Wednesday, February 25

What works for us Wednesday

Understanding insurance benefits is no small feat. But when you have children with medical needs and developmental delays, it's an understatement to say that you need to read your benefits. You need to know how to 'work them' to your advantage. Many insurance companies post their benefits online and also allow you to read EOB's thru the internet (explanation of benefits) which greatly help ease reviewing ALL the claims.

We recently added speech therapy services thru a private SLP center (connections) once week on top of the speech and feeding therapies that we also receive from the 0-3 yrs program. Since we have three forms of insurance now, we learned a new rule.... since medicaid is our third form of insurance for Tommy they will only pay on claims that our primary insurance feels are allowable. And that is where our problem started, this private SLP was not in contract with our primary insurance.... no one was going to pay for speech therapy to them. So, we have spent the better part of two weeks stuck in a process called filing a "Gap Exception".

We asked for 40 visits for Liam for speech and the same for Tommy for the remainder of the year to this private SLP. Which would get us to the date that we start preschool. (Whether that is with the school district special education preschool or through a private Christian school we still haven't decided, an important question though as Wa State discriminates against providing State paid therapies (OT, PT, Speech) at a religious school, big bummer and is greatly influencing our decision). But back to the story, the Gap Exception has been filed and now the waiting game.

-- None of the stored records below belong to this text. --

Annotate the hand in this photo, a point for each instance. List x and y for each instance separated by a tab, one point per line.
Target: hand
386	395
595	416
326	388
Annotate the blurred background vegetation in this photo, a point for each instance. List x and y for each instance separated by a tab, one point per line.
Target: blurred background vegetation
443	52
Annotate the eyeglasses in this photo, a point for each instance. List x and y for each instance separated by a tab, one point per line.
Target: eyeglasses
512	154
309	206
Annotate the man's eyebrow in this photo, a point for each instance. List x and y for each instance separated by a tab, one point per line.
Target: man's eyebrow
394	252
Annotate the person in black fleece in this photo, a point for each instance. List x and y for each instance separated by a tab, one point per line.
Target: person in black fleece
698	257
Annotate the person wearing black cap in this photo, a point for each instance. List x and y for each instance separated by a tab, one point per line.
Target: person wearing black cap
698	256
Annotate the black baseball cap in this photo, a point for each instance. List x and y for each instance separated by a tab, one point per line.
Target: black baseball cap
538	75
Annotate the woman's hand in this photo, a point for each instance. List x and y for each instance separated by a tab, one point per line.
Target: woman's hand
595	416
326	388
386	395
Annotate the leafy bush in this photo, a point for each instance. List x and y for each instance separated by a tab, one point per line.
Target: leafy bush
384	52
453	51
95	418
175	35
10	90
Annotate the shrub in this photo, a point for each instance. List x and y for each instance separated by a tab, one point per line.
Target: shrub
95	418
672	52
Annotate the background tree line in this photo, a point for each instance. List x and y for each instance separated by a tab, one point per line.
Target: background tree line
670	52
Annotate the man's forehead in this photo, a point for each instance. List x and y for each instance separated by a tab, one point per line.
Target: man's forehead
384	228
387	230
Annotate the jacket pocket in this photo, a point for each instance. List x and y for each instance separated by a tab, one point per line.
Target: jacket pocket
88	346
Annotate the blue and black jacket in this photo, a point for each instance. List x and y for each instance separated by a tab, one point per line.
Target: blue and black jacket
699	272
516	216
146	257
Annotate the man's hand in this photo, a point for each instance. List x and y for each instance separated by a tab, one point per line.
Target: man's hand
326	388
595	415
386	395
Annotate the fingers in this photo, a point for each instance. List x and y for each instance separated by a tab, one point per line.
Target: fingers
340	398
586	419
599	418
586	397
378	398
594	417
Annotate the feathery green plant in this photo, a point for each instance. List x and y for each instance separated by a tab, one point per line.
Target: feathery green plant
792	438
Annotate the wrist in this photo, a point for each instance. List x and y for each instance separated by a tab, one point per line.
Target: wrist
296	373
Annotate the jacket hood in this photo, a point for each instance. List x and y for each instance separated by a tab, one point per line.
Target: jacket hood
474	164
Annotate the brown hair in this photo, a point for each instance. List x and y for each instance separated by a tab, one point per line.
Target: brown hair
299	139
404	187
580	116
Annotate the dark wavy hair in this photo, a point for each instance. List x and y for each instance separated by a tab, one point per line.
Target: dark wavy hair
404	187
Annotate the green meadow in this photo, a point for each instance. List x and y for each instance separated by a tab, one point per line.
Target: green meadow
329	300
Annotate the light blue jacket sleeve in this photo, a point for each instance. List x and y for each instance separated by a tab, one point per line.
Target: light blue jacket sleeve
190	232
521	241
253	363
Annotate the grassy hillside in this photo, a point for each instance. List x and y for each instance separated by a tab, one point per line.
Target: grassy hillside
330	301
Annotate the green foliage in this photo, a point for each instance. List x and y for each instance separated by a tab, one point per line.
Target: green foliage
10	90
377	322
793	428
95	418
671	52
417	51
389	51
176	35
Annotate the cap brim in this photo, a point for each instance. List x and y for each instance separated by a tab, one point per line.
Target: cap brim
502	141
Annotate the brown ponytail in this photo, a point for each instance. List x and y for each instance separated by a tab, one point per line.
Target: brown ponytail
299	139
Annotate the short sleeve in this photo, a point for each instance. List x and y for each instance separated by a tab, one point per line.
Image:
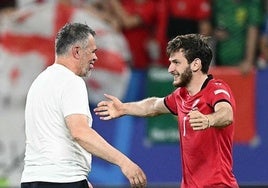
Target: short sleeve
75	98
170	102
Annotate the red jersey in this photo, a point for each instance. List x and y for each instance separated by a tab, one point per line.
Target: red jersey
206	154
190	9
139	36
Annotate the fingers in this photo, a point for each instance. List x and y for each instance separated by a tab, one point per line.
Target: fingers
138	181
198	121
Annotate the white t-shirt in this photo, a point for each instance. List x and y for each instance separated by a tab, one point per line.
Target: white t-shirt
51	153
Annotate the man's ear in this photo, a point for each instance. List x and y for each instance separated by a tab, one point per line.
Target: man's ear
196	65
75	52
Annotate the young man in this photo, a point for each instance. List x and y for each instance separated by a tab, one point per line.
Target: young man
205	108
59	137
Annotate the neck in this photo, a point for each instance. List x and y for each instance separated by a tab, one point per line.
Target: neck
66	63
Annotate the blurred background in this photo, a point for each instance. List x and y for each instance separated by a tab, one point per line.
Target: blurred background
131	37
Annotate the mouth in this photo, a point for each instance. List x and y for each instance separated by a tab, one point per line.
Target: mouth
91	65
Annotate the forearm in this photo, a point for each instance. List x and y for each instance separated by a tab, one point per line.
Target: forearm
223	116
149	107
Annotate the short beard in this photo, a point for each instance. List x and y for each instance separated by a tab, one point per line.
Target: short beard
185	77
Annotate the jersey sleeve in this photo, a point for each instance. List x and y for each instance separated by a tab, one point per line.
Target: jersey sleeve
75	98
170	102
220	92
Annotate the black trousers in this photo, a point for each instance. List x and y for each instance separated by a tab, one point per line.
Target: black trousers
38	184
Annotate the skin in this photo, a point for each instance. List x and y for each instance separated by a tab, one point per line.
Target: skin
81	61
184	75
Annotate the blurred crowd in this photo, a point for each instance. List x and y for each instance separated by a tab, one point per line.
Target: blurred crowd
237	29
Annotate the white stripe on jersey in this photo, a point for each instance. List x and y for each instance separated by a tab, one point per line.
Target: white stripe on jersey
221	91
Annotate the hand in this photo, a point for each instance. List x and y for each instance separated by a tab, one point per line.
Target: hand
109	109
198	121
134	174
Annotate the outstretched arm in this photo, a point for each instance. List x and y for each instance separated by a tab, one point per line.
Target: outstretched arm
95	144
114	108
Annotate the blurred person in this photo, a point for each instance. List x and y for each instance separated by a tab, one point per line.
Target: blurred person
60	139
137	21
236	26
181	17
262	61
205	107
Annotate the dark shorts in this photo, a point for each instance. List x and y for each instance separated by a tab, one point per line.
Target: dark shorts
38	184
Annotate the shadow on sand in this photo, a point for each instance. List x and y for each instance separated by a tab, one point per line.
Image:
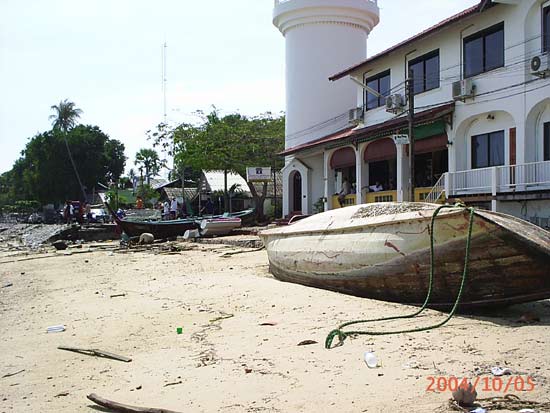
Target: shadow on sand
519	315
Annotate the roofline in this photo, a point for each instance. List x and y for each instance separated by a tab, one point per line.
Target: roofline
351	135
482	6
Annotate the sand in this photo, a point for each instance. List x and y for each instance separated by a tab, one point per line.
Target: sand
225	360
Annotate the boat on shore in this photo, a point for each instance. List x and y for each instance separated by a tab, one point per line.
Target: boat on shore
217	226
382	251
177	227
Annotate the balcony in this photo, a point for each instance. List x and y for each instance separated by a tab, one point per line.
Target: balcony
348	201
277	2
533	176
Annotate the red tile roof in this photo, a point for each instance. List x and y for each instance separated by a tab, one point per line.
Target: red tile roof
484	4
352	135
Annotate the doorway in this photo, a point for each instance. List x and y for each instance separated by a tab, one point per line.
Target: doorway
297	192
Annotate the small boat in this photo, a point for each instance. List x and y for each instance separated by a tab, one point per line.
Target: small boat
159	229
382	251
218	226
175	227
247	216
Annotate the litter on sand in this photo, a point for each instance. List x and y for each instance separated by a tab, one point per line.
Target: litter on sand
371	360
499	371
56	329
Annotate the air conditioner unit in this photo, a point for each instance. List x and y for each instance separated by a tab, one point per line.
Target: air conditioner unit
540	65
394	103
356	115
463	89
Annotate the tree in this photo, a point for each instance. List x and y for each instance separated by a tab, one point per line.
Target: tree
230	143
44	171
66	115
149	160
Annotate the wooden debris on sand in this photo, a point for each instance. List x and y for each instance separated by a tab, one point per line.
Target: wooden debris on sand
96	352
124	408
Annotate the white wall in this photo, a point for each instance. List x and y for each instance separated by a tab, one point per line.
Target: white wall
322	37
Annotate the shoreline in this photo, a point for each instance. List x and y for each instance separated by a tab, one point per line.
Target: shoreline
225	359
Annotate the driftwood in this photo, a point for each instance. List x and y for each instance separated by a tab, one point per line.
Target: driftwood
124	408
95	352
230	253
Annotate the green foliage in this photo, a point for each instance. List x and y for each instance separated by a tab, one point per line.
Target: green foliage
66	115
149	162
147	193
229	143
319	206
44	171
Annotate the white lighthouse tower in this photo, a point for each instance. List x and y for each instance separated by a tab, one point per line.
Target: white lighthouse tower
322	38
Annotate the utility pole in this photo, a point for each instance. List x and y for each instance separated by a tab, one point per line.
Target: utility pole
410	99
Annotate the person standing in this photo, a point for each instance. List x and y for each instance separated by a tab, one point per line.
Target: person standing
68	212
174	208
346	190
209	207
166	210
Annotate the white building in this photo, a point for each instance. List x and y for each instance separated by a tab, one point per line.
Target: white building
482	117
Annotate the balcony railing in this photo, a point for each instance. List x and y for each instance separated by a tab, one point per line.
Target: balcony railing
500	179
382	196
348	200
277	2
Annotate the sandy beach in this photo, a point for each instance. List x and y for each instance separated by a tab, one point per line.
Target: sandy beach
225	359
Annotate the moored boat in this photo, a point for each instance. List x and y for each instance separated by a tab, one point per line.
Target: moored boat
159	229
382	251
218	226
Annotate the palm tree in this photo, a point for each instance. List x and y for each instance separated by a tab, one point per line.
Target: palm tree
63	120
150	161
65	116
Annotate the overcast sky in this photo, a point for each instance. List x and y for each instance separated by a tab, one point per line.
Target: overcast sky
106	56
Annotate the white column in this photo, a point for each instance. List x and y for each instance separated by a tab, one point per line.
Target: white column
328	177
403	173
305	192
494	188
358	176
286	188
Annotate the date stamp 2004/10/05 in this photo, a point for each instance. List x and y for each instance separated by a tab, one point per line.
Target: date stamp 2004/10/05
497	384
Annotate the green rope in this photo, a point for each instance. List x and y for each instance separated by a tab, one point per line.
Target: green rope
342	335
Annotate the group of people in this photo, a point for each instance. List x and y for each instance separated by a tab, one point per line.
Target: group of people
75	211
170	209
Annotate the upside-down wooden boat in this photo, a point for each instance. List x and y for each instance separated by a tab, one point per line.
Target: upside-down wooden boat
382	251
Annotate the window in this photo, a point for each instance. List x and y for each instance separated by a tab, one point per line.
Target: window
484	51
546	29
488	150
380	83
547	141
425	72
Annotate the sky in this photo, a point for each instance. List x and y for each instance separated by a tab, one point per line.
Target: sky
106	56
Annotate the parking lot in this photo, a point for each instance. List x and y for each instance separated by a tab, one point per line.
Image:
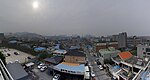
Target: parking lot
21	57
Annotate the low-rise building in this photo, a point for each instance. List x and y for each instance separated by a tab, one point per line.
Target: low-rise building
143	51
75	56
53	60
129	65
106	54
99	46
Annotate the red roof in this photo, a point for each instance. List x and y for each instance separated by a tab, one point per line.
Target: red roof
125	55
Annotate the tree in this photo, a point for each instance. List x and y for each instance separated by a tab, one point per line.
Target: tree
2	57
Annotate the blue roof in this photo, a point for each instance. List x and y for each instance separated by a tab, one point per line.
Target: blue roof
79	68
39	48
116	67
144	75
57	46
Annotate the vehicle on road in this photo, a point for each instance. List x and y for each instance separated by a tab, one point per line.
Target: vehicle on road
92	74
40	66
101	67
56	77
16	53
43	68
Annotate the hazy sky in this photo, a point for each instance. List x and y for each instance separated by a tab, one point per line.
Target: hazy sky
95	17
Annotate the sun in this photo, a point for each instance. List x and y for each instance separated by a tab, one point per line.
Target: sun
35	4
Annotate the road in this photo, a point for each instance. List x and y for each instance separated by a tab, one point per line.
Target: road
42	75
100	74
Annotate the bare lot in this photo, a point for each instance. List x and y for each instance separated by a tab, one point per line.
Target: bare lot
21	57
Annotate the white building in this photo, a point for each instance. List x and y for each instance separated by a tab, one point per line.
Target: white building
122	40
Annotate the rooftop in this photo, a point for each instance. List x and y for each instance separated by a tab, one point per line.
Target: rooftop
71	68
110	50
125	55
75	53
54	59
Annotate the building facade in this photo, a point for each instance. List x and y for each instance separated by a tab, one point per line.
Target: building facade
74	56
122	40
143	51
99	46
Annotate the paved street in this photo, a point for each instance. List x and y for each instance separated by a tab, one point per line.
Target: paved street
42	75
100	74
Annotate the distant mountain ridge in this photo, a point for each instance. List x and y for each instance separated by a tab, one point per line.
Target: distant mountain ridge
26	35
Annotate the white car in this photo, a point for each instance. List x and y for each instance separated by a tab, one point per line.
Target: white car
40	66
100	67
56	77
43	68
92	74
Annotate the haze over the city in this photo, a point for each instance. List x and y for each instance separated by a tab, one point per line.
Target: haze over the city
67	17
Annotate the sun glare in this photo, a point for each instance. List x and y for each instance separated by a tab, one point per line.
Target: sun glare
35	4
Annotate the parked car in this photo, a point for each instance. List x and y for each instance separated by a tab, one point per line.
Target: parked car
40	66
43	68
92	74
56	77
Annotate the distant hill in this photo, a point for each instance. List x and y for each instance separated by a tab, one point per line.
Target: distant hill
26	35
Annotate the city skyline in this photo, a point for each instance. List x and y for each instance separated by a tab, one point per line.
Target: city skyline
83	17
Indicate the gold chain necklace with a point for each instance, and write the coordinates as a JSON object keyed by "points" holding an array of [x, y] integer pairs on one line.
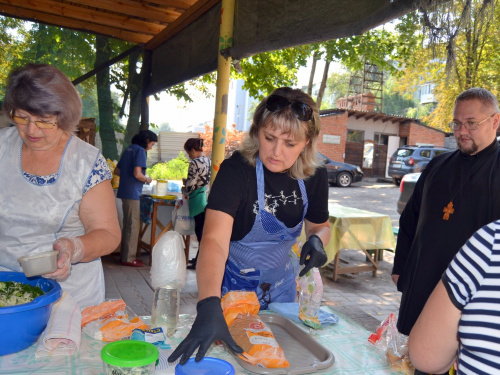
{"points": [[449, 209]]}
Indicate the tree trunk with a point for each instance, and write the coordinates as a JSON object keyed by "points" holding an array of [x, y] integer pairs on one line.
{"points": [[313, 71], [323, 84], [135, 88], [104, 100]]}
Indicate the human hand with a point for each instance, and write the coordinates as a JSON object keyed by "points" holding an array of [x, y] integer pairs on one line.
{"points": [[395, 279], [312, 254], [208, 327], [71, 250]]}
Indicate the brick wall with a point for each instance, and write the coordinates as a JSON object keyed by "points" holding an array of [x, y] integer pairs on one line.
{"points": [[422, 134], [333, 125]]}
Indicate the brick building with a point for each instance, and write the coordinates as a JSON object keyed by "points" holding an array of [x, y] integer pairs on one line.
{"points": [[367, 138]]}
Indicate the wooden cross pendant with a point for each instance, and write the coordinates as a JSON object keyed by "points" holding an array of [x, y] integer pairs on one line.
{"points": [[448, 210]]}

What worked for us in this process of adding a new service is to know our benefits and to "prime" our pediatrician that they may be asked by our insurance (and he was) about the 'need' to access speech therapies. A few simple phone calls ahead of time saved delays later. With a diagnosis like Down syndrome for Tommy (and Hirschsprung's disease).... and Liam having apraxia of speech I would have thought it a simple approval and no need for a pediatrician's involvement. And also to work through our care coordination department in our insurance company on getting all of the correct forms filed. Daily pestering phone calls to the insurance company due no good, but bring this mommy GREAT JOY.

Fingers crossed we get half of what we asked for. Which in the world of DD services is a high expectation...... unfortunately.